When deciding which dependency between two to-be-merged chunks to activate, pick a uniformly random one. It turns out this can be done in \mathcal{O}(n) time anyway, without needing to maintain randomly-sorted lists of dependencies per transaction. The previous approach picked a randomized (though not uniformly random) dependency, but always from the first transaction in the cluster that had any. This change alone seems to dramatically improve worst-case performance in synthetic clusters that are very dense (a factor 1.5x in some settings), but it also reduces attackers’ ability to reliably trigger bad decisions even further.
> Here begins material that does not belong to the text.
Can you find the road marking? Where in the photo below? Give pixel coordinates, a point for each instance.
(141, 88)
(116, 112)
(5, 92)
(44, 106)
Keep track, per chunk, how many consecutive split attempts have failed on it (because the top part that was split off contains a dependency on the bottom part). Whenever that number is 1 below a multiple of 3, a uniformly random dependency within the chunk (among those with positive q) rather than the one with highest q is split. Benchmarks show that max-q is generally better on all types of graphs I can construct, but it does raise a small concern that by being more deterministic, it might be the case that adverserially-constructed clusters could reliably cause it make bad choices. I have not found any way of doing that, especially when merging is already done randomly, but out of an abundance of caution, this introduces an even more random step occasionally. By only triggering every 3rd attempt, its performance impact is minimal on realistic clusters, for which splits generally just don’t fail.

I have updated the benchmarks in the other thread to reflect this.

With these changes, I’m quite confident that SFL is still the way to go.